Uno strano malessere mi invade la gola. Davvero non mi conosce abbastanza da sapere che a me non importa granché di tutte queste cose?

Mi stacco dalle sue labbra. Riapre gli occhi per guardarmi, da sotto in su, disorientato dalla repentina interruzione.

"Quelle raccolte …." inizio.

Ma quando sto per rilevare la vera identità della loro proprietaria, il suo cellulare suona da dentro la tasca dei pantaloni e la ritmica vibrazione si riverbera tutta su per la mia coscia.

"Rispondi," gli dico con un sospiro, perché tanto so già che è lavoro e che, se lo chiamano a quest'ora, sicuramente deve essere importante.

Elijah mi lancia un'altra occhiata titubante per averne conferma, io annuisco e scivolo via dalle sue gambe per tornare a sedermi sul divano, mentre lui si sfila il telefono dalla tasca e si alza per rispondere.

Sbuffo non appena si è allontanato, lasciandomi andare con la testa all'indietro contro la spalliera. Non so quanto rimango così, con i capelli ancora umidi che adesso mandano brividi gelidi lungo tutta la mia spina dorsale e lo sguardo fisso sul soffitto, ad aspettare che Elijah ritorni e che questo malessere indefinito che lascia uno strano sapore in bocca se ne vada finalmente via.

Sento i passi di Elijah tornare nella stanza e subito mi volto verso di lui, che si è fermato vicino a me e mi guarda con la fronte appena corrugata in un linea sottile. So già cosa sta per arrivare. Conosco quella faccia. E' sinonimo di scuse, e imprevisti, e lavoro, e altre scuse.

"Cosa?…" domando posando le mani sulle mie gambe incrociate.

"Erano dalla Besunyen Holdings." Si rigira il telefono tra le mani, rilascia un sospiro. "Vogliono liquidare le azioni di una sussidiaria alla prossima riapertura della borsa, è una cosa urgente e devo-"

Non lo lascio finire. Non m'importa di cosa deve fare, della borsa o di una compagnia dall'altra parte del mondo.

"Ma è il quattro luglio domani," protesto piantando lo sguardo su di lui, con la sensazione di essere davvero una bambina in confronto alla sua figura, al suo sguardo dispiaciuto, ai suoi impegni più importanti. "Eravamo d'accordo che lo avremmo passato insieme …"

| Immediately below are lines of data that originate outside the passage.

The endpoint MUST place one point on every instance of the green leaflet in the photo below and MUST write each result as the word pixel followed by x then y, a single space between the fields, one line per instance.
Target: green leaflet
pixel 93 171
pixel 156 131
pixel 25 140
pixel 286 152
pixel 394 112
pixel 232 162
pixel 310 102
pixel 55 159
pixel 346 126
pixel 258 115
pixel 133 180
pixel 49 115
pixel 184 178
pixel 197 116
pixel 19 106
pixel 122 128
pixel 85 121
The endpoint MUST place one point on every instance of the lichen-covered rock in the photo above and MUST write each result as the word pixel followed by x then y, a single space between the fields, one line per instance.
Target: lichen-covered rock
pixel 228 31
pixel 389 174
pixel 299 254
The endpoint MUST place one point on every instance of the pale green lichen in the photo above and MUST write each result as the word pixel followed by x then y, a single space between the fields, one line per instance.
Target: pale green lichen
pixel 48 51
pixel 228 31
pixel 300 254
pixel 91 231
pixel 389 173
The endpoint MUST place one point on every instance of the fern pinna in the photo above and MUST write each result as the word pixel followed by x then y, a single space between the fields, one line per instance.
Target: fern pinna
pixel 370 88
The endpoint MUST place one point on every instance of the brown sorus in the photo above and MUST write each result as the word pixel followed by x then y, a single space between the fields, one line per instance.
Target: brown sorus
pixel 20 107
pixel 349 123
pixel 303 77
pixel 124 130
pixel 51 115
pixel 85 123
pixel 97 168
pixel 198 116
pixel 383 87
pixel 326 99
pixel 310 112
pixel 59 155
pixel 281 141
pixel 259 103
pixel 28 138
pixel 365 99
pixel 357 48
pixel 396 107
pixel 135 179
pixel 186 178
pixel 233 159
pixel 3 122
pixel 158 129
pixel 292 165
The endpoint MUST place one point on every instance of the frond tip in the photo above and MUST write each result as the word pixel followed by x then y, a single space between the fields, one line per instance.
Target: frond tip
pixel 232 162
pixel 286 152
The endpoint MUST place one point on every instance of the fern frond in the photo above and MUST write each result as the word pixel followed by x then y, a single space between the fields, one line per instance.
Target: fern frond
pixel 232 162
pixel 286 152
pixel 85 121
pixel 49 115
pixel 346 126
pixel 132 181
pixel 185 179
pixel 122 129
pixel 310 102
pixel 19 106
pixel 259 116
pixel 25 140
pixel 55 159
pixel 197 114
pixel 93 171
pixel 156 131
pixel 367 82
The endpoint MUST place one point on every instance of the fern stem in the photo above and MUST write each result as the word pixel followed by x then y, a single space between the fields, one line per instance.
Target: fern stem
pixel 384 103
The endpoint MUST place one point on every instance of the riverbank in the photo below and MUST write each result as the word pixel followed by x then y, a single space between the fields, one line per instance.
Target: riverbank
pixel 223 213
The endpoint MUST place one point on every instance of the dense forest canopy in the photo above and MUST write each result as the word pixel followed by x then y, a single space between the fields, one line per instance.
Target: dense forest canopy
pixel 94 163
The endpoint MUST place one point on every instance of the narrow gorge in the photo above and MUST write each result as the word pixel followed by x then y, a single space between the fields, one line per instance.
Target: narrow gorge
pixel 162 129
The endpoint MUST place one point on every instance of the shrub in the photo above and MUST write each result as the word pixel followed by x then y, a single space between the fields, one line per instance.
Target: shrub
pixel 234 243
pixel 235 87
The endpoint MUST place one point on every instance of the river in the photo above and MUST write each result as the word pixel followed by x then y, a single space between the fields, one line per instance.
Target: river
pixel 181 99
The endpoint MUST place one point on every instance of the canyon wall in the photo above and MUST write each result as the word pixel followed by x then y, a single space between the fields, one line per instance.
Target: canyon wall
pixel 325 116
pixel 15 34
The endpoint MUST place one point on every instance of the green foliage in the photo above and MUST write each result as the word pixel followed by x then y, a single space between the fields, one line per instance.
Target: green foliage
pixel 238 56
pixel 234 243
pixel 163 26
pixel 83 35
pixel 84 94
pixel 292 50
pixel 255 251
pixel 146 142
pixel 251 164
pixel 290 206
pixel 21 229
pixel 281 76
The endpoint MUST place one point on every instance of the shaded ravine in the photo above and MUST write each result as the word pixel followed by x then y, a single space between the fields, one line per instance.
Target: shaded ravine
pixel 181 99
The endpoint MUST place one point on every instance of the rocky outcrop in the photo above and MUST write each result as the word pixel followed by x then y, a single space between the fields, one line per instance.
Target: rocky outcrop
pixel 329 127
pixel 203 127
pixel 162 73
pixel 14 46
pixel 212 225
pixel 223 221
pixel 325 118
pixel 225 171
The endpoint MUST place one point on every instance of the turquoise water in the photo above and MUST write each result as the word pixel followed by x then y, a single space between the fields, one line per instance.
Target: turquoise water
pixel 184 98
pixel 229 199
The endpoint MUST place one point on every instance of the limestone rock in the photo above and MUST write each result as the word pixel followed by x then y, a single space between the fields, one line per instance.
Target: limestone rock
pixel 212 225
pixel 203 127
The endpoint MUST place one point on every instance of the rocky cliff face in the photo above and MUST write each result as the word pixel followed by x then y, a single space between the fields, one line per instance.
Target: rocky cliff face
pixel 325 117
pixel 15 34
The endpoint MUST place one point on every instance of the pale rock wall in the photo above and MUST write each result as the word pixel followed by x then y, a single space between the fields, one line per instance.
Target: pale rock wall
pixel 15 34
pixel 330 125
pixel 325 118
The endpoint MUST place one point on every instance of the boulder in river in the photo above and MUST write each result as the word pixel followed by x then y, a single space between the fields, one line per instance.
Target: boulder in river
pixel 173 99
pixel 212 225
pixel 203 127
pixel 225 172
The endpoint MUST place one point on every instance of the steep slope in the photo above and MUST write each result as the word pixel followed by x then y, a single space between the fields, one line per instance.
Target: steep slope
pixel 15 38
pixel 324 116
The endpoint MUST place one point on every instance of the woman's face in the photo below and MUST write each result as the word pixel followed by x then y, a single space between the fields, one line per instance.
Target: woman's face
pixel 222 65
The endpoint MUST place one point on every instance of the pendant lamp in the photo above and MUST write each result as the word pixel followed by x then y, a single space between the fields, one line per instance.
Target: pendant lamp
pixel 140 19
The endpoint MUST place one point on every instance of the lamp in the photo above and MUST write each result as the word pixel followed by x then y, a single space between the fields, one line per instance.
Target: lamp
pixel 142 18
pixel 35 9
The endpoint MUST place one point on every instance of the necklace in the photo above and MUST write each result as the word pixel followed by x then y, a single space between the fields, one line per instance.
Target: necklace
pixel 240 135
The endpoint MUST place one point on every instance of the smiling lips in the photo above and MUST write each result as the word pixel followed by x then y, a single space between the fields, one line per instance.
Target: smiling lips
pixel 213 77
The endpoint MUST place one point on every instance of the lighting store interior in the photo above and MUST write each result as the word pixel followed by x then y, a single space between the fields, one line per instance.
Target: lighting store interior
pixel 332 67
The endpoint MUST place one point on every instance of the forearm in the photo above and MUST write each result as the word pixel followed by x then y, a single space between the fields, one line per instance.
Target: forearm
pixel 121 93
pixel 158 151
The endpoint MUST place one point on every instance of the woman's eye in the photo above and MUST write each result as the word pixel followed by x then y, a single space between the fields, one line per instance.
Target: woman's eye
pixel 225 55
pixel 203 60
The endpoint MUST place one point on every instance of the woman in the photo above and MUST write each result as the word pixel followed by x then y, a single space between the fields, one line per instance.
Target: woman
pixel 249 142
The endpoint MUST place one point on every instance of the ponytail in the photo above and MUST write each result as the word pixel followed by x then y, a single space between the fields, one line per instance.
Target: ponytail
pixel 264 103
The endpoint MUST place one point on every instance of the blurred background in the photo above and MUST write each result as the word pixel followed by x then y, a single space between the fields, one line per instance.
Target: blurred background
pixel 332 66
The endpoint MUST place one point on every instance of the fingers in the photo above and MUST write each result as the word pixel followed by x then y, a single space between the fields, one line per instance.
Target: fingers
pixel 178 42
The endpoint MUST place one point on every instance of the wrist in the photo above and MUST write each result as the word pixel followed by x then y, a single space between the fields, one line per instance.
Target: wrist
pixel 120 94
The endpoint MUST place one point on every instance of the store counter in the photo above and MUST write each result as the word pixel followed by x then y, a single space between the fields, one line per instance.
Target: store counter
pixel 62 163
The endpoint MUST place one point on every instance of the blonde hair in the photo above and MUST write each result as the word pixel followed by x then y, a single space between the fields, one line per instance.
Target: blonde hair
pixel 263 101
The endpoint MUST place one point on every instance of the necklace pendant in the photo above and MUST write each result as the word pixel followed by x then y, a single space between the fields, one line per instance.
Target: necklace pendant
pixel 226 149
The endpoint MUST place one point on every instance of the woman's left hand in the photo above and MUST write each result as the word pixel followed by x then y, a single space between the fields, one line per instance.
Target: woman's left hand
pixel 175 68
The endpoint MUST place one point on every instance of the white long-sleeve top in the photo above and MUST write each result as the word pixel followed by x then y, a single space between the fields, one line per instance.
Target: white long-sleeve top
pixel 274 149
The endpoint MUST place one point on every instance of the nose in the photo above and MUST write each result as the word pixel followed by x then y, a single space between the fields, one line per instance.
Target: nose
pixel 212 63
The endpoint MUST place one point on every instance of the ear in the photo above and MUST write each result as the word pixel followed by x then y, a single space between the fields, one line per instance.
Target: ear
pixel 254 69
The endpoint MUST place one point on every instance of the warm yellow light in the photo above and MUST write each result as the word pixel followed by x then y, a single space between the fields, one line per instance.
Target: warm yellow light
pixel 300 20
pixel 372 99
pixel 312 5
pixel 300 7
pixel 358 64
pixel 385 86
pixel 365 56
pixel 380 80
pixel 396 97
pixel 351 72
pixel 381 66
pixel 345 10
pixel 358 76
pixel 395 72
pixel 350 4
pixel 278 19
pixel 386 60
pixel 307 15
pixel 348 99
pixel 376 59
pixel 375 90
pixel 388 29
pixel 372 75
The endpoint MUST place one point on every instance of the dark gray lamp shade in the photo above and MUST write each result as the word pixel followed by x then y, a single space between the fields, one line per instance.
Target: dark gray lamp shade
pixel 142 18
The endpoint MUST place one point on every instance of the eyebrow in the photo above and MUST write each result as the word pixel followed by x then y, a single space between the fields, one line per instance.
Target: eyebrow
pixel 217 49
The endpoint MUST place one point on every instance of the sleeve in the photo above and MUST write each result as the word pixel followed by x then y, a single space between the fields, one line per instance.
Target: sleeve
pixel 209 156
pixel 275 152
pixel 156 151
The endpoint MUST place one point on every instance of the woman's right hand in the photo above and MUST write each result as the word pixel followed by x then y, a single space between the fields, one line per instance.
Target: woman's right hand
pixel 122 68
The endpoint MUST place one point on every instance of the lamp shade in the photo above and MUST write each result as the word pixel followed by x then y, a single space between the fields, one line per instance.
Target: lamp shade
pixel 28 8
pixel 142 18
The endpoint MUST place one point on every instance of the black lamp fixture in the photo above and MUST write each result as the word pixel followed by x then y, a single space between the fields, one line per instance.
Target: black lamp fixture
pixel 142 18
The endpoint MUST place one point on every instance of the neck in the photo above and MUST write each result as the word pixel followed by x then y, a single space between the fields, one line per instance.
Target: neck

"Non hanno il quattro luglio ad Hong Kong," risponde sedendosi sul bracciolo. Il leggero sorriso un po' rattristato con cui lo dice ha l'unico effetto di farmi sentire ancora più frustrata. "Mi farò perdonare, ok? Lo prometto."

Lui promette. Io annuisco. Il mio malessere rimane lì, a galleggiare appena sotto la superficie dei miei pensieri.


***


La celebrazione del quattro luglio, quella ufficiale, si è sempre tenuta nel solito posto da quando ho memoria, nella piazza principale allestita con tanto di palco per commemorazioni storiche e concerto finale di una qualche gruppo locale. Ma tutti sanno che la vera festa è altrove.

E' nell'ampia radura riparata dai boschi che costeggia, da ambo i lati, il più importante dei vari corsi d'acqua creati dalle cascate piccole ma dirompenti che cadono violente dalle montagne alle spalle della città. E' dove ragazzi e ragazze - quelli che sono rimasti, quelli che tornano dal college per le vacanze, quelli che sono solo di passaggio - si danno ogni anno tacitamente appuntamento per aspettare la notte ed il suo falò. E' qui dove la giornata scorre via tra il fumo di barbecue improvvisati, tra l'odore intenso di lozione solare e spray anti-zanzare, tra le risate e le tante musiche diffuse dagli ipod che finiscono per mischiarsi in un un unico rumore di sottofondo, mentre i boschi circostanti proteggono e riparano da tutte le interferenze esterne.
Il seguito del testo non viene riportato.